Il résulte des termes mêmes de l’arrêté en litige que pour prononcer l’astreinte en cause, le préfet de Vaucluse a retenu que les travaux prescrits par l’arrêté du 16 juin 2022, relatifs notamment à la mise en place d’un dispositif de chauffage, de ventilation générale, de remise en état des évacuations des eaux usées, de suppression des causes d’humidité, de remise en état des huisseries et des murs intérieurs et de mise en sécurité de l’installation électrique prononçant une interdiction d’habiter, n’ont pas été réalisés dans le délai de six mois requis selon un constat de l’agence régionale de santé établi le 3 janvier 2023 et que cette situation met en cause la santé et la sécurité des occupants du logement.

Toutefois, en premier lieu, comme l’invoque M. F..., par jugement du 15 mai 2024, devenu définitif, le tribunal administratif de Nîmes a annulé l’arrêté du 16 juin 2022 en tant qu’il fixe un délai de six mois pour l’exécution des travaux restant à la charge de Mme E... alors que les locataires, Mme G... et M. A... avaient respectivement quitté le logement le 28 janvier 2023 et le 3 avril 2023. Ainsi, si la propriétaire n’est plus tenue de respecter le délai fixé par l’arrêté, elle doit néanmoins faire réaliser les travaux nécessaires pour remédier à l’insalubrité avant toute nouvelle occupation. Par voie de conséquence et en l’absence de délai requis pour procéder aux travaux du fait de la vacance du logement, le préfet de Vaucluse ne pouvait fonder l’astreinte sur le non-respect de l’engagement des travaux prescrits dans le délai initialement fixé. Ainsi, le préfet de Vaucluse ne pouvait constater la non réalisation des travaux dans le délai de 6 mois imparti par l’arrêté et rendre Mme E... redevable d’une astreinte administrative au sens de l’article L. 511-15 du code de la construction et de l'habitation.
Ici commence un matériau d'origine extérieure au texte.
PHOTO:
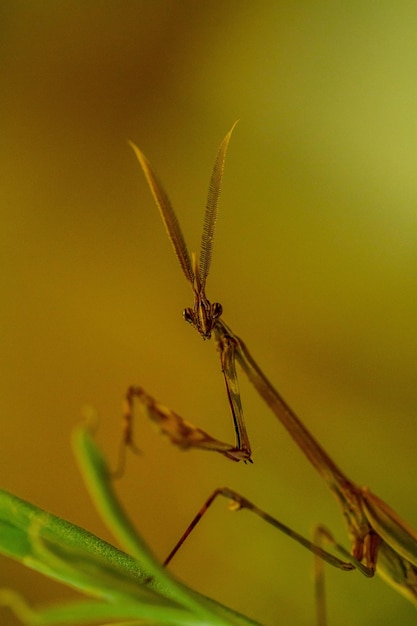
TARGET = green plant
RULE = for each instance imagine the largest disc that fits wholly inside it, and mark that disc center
(124, 588)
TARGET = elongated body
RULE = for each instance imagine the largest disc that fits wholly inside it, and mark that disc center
(380, 540)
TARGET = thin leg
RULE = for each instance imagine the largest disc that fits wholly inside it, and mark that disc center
(227, 348)
(180, 432)
(239, 502)
(319, 582)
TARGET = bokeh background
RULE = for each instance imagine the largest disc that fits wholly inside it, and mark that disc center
(314, 263)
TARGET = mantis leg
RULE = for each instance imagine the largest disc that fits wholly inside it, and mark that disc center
(227, 348)
(239, 502)
(180, 432)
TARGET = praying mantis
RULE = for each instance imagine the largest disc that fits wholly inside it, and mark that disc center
(380, 540)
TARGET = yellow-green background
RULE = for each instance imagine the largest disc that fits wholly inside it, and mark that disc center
(314, 263)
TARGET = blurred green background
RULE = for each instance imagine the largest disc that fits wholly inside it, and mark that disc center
(314, 263)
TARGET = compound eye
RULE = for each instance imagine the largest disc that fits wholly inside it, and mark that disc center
(188, 315)
(216, 310)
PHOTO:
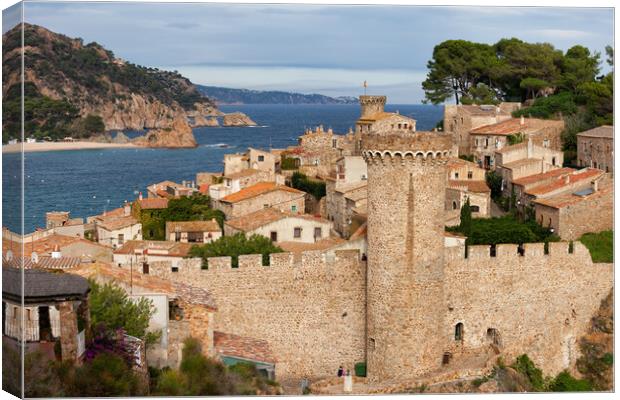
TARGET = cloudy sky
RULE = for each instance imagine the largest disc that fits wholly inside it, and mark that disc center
(311, 49)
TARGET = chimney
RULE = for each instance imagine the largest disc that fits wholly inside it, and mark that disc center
(56, 252)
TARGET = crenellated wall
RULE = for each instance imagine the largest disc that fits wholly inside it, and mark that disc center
(540, 304)
(310, 308)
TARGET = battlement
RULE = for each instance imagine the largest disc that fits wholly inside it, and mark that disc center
(277, 261)
(512, 254)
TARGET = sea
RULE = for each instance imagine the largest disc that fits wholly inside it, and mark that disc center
(88, 182)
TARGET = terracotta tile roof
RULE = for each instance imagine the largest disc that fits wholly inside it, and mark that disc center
(558, 183)
(471, 186)
(567, 199)
(156, 247)
(605, 131)
(324, 244)
(483, 109)
(44, 246)
(193, 226)
(522, 162)
(242, 174)
(188, 293)
(227, 344)
(513, 125)
(153, 203)
(42, 263)
(40, 284)
(527, 180)
(114, 223)
(458, 162)
(257, 190)
(265, 216)
(512, 147)
(349, 187)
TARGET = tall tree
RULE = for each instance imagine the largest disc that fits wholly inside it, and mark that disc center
(456, 67)
(579, 67)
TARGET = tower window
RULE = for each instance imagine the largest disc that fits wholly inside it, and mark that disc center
(458, 331)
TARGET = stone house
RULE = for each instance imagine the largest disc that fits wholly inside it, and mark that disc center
(56, 251)
(181, 311)
(595, 148)
(345, 205)
(525, 159)
(280, 226)
(55, 310)
(460, 119)
(486, 140)
(117, 226)
(169, 189)
(259, 196)
(571, 214)
(478, 193)
(193, 231)
(139, 254)
(234, 182)
(252, 159)
(459, 169)
(563, 183)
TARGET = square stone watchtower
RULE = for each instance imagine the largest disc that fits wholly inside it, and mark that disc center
(406, 189)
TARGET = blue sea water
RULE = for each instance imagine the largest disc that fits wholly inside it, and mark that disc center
(86, 182)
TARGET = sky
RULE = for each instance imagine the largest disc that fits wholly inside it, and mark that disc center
(322, 49)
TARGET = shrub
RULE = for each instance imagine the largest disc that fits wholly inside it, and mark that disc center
(360, 369)
(565, 382)
(525, 366)
(111, 306)
(302, 182)
(234, 246)
(601, 246)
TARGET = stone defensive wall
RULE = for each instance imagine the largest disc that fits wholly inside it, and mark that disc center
(539, 303)
(309, 307)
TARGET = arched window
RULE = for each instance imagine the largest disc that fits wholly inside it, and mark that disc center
(458, 331)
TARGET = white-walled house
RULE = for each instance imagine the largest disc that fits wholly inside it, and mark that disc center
(116, 227)
(280, 226)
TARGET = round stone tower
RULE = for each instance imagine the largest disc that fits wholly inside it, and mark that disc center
(405, 308)
(372, 105)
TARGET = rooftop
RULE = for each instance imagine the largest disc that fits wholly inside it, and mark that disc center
(567, 199)
(193, 226)
(41, 285)
(43, 246)
(265, 216)
(528, 180)
(605, 131)
(242, 174)
(471, 186)
(227, 344)
(155, 247)
(513, 126)
(44, 262)
(153, 203)
(560, 182)
(258, 190)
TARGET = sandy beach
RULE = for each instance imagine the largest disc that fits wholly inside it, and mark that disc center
(58, 146)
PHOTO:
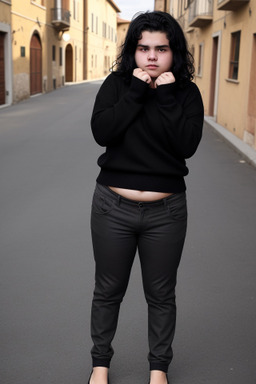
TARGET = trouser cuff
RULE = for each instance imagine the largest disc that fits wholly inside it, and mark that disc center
(100, 363)
(159, 367)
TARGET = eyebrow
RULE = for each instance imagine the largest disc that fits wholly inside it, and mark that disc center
(158, 46)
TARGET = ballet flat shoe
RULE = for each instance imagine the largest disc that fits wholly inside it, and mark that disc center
(91, 376)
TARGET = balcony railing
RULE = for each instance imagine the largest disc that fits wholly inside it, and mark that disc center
(200, 13)
(230, 5)
(61, 18)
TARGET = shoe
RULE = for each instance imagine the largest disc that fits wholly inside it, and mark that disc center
(91, 376)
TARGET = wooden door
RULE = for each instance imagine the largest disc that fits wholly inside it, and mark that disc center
(2, 75)
(69, 63)
(35, 65)
(213, 75)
M. F... est par suite fondé à opposer l’autorité de la chose jugée du jugement du 15 mai 2024.
Il résulte de tout de ce qui précède que M. F... est fondé à demander l’annulation de l’arrêté du 16 mai 2023 du préfet de Vaucluse.

Sur les frais de justice :

Il y a lieu, dans les circonstances de l'espèce, de mettre à la charge de l’Etat une somme de 1 200 euros à verser à Mme E... au titre des frais exposés et non compris dans les dépens.




D E C I D E :

Article 1er :
L'arrêté du 16 mai 2023 du préfet de Vaucluse est annulé.


Article 2 :
L’Etat versera une somme de 1 200 euros à Mme E... au titre de l'article L.761-1 du code de justice administrative.

Article 3 :
Le présent jugement sera notifié à M. B... F..., à Mme D... E... et au préfet de Vaucluse.
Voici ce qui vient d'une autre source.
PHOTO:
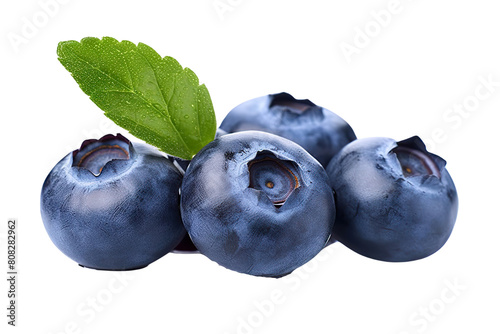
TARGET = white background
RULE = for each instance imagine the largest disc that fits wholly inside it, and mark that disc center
(411, 68)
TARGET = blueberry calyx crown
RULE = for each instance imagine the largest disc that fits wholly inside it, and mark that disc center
(94, 154)
(291, 108)
(275, 177)
(415, 160)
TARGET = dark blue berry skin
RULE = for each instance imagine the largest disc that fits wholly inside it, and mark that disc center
(119, 214)
(320, 131)
(186, 246)
(257, 203)
(395, 201)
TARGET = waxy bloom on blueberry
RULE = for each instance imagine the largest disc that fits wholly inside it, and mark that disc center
(320, 131)
(257, 203)
(113, 205)
(395, 201)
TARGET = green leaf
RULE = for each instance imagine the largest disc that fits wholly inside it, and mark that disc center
(154, 98)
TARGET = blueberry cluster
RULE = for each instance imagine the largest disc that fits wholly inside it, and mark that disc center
(283, 179)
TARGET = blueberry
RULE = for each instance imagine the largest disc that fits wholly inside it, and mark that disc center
(395, 200)
(320, 131)
(257, 203)
(113, 205)
(186, 245)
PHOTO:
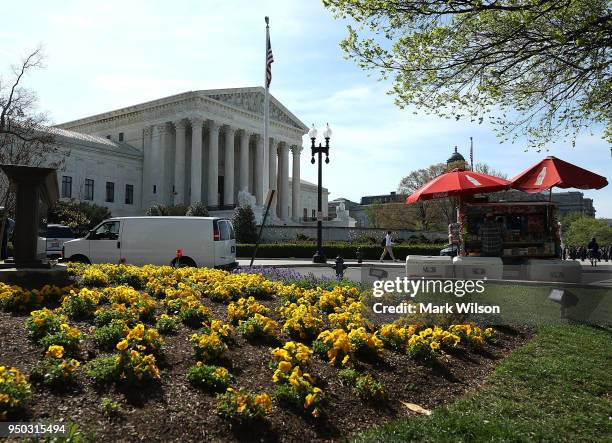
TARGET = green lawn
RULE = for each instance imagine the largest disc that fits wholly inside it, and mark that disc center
(558, 387)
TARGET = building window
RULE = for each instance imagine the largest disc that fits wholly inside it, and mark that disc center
(110, 192)
(88, 189)
(129, 194)
(66, 186)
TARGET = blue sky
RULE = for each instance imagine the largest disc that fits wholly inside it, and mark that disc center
(110, 54)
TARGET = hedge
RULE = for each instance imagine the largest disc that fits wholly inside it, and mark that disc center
(369, 252)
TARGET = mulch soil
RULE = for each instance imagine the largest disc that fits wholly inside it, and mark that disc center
(174, 410)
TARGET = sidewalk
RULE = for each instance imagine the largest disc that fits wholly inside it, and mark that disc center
(307, 263)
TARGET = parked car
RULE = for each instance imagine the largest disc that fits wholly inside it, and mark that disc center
(450, 251)
(57, 235)
(202, 241)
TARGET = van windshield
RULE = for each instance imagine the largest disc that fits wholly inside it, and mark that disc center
(225, 230)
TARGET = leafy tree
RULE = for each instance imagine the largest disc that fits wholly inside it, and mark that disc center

Délibéré après l’audience du 19 septembre 2025, à laquelle siégeaient :

M. Peretti, président,
M. Mouret, premier conseiller
Mme Portal, première conseillère,


Rendu public par mise à disposition au greffe le 3 octobre 2025.

La rapporteure,

N. PORTAL
Le président,

P. PERETTI



Le greffier,





D. BERTHOD



La République mande et ordonne au ministre de l'aménagement du territoire et de la décentralisation en ce qui le concerne ou à tous commissaires de justice à ce requis en ce qui concerne les voies de droit commun, contre les parties privées, de pourvoir à l’exécution de la présente décision.